Я не должен быть для тебя буффоном; оставим это для Арзамаса; в другие же минуты воображай меня без протоколов. Некоторого рода шутки на мой счет — хотя они и шутки — должны быть для тебя
невозможны.<…> В этой непринужденности часто бывает много оскорбительного; иногда позволяешь себе говорить с некоторою беспечною легкостию при всех то, что надобно только сказать наедине: можно ли назвать это откровенностию? <…> В нашем Арзамасе, где мы решились, однако, позволять себе все под эгидою Галиматьи, было много неприличного…Еще менее настроен был посвящать себя «галиматье» Батюшков. Узнав о своем заочном принятии в общество, в письме к Жуковскому он заранее отрекся от любых форм полемической деятельности:
Теперь узнаю, что у вас есть общество, и я пожалован в Ахиллесы. Горжусь названием, но Ахилл пребудет бездействен на чермних и черных кораблях: в печали бо погиб и дух его, и крепость.
В связи с участием Батюшкова в «Арзамасе» М. И. Гиллельсон заметил: «…его единственная речь, в которой он „отпевал“ секретаря Российской академии П. И. Соколова, не сохранилась. Скорее всего, Батюшков импровизировал ее; буффонада теперь была ему чужда, и, исполнив с грехом пополам докучную для него обязанность, он поленился, — а может быть, не счел достойным увековечить свое выступление»
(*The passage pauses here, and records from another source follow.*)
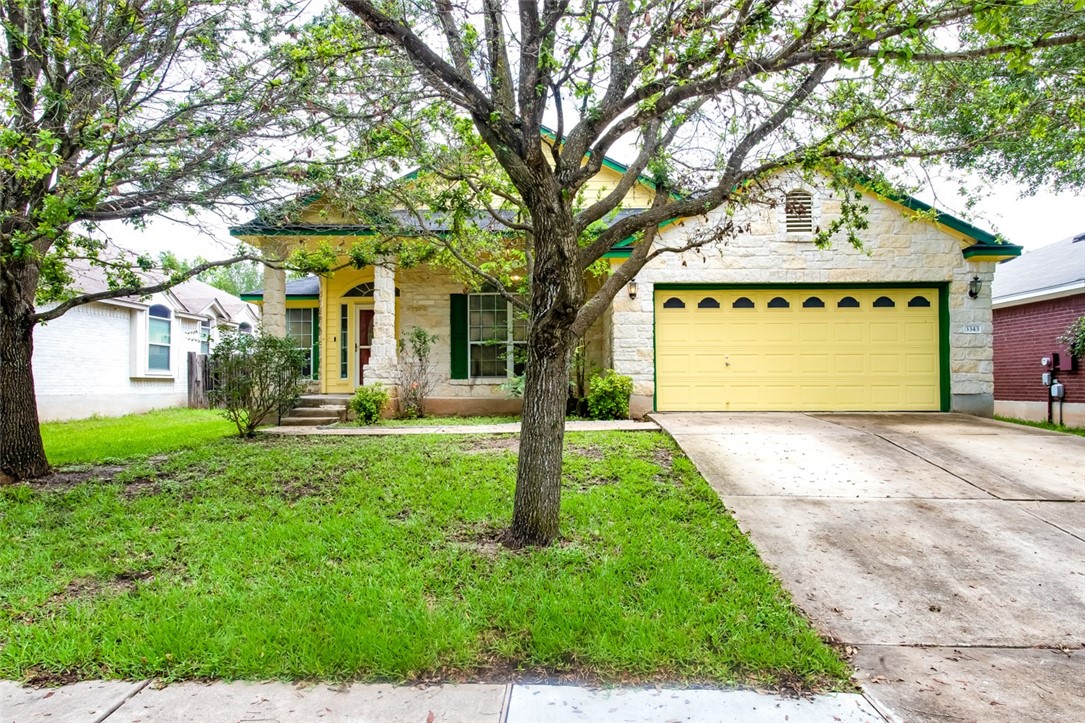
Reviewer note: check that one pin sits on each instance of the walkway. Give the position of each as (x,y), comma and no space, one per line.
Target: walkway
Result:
(227,702)
(512,428)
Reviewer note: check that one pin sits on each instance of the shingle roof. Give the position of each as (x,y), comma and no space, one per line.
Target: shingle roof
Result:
(1049,267)
(308,286)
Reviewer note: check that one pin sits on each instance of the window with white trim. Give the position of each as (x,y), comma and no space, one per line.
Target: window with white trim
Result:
(496,330)
(158,338)
(799,212)
(301,327)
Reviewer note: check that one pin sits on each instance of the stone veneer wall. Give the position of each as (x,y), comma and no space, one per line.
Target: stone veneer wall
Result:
(897,249)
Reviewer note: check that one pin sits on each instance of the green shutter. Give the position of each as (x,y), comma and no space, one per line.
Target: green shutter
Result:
(458,335)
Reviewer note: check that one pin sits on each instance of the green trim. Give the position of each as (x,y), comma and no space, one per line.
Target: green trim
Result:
(864,284)
(995,253)
(458,335)
(259,297)
(944,379)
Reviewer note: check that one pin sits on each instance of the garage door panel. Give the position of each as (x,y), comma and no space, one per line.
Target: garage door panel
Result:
(828,357)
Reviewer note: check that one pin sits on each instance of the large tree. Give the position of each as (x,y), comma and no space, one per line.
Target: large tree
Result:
(125,110)
(709,98)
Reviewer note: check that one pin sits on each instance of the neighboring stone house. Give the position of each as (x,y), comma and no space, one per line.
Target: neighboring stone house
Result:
(765,321)
(1035,299)
(128,355)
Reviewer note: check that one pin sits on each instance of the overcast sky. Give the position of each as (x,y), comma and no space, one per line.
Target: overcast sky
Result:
(1031,222)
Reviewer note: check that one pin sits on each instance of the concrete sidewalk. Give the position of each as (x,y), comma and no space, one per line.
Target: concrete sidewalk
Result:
(511,428)
(145,702)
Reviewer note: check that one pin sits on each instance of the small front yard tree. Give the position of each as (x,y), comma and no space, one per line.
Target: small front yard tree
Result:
(119,111)
(713,98)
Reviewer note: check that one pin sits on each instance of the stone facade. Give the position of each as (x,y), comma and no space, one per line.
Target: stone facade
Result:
(897,249)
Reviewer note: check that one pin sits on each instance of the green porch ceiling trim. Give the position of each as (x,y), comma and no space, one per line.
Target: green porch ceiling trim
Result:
(944,379)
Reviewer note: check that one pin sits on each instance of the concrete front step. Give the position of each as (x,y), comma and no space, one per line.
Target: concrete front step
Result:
(307,421)
(316,411)
(323,400)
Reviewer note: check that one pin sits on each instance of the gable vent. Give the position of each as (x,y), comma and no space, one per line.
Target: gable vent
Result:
(799,207)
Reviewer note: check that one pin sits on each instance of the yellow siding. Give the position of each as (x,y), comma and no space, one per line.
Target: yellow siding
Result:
(796,358)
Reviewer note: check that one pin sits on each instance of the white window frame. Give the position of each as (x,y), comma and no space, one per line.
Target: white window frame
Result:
(151,318)
(314,372)
(510,342)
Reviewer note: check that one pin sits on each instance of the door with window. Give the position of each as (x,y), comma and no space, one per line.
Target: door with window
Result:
(364,344)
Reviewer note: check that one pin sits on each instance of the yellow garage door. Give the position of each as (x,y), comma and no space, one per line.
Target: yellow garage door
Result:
(813,350)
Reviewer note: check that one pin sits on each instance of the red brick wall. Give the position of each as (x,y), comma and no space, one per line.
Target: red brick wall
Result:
(1025,333)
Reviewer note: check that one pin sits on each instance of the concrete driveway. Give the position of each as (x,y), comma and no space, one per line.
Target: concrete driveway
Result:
(947,550)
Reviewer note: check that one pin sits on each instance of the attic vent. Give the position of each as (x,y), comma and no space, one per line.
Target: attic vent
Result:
(799,207)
[193]. Можно предполагать, что все это время Батюшков руководствовался сформулированным еще в январе 1815 года кредо — «один хороший стих Жуковского больше приносит пользы словесности, нежели все возможные сатиры» (2, 356–357). В 1817 году Батюшков тоже довольно афористично выразил скепсис по поводу другого начинания арзамасского секретаря: «Слог Жуковского украсит и галиматью, но польза какая, то есть истинная польза?» (2, 360).Отсутствие в корпусе арзамасских текстов речей А. И. Тургенева обычно, в полном соответствии с его устойчивым амплуа «ленивца», интерпретируется как свидетельство и следствие его общей литературной непродуктивности (однако мы знаем, что А. И. Тургенев был весьма трудолюбивым чиновником и очень плодовитым корреспондентом). Самое смелое предположение из тех, которые исследователи решились выдвинуть по поводу красноречивого «молчания» Тургенева, высказал Д. Д. Благой, говоривший о странной «стеснительности» Эоловой Арфы
[194]. Впрочем, невзирая на кажущуюся на первый взгляд нелепой характеристику совершенно не стеснявшегося храпеть и бурчать во время арзамасских собраний Тургенева, предположение Благого не лишено оснований. Только стеснялся Тургенев, конечно, не своих арзамасских сочленов, а тех высмеянных в речах и протоколах «Арзамаса» беседчиков, которым могли стать известны или сами эти тексты, или факт их произнесения. Хотя «Арзамас» был достаточно закрытой организацией, на заседания которой допускались только члены общества или очень близкие доверенные лица, протоколы заседаний и произносившиеся в его стенах «похвальные слова», с высокой долей вероятности, имели достаточно широкое хождение в литературных кругах обеих столиц. Еще М. С. Боровковой-Майковой удалось убедительно доказать, что в последовавших после 1815 года переизданиях своих басен Д. И. Хвостов исправил все выражения, которые были едко высмеяны в арзамасской речи Жуковского, и исключил все басни, удостоившиеся самых нелестных характеристик в его «похвальном слове» [195].Тургеневу, уже вошедшему в состав «Арзамаса», приходилось тем не менее бывать и на заседаниях «Беседы»; об одном таком несостоявшемся посещении «Беседы» он сообщает в письме к Вяземскому: «В пятницу едва не попал к халдеям в Беседу, но судьба спасла меня и от скуки бессмертия, и от смертной скуки» (1, 355).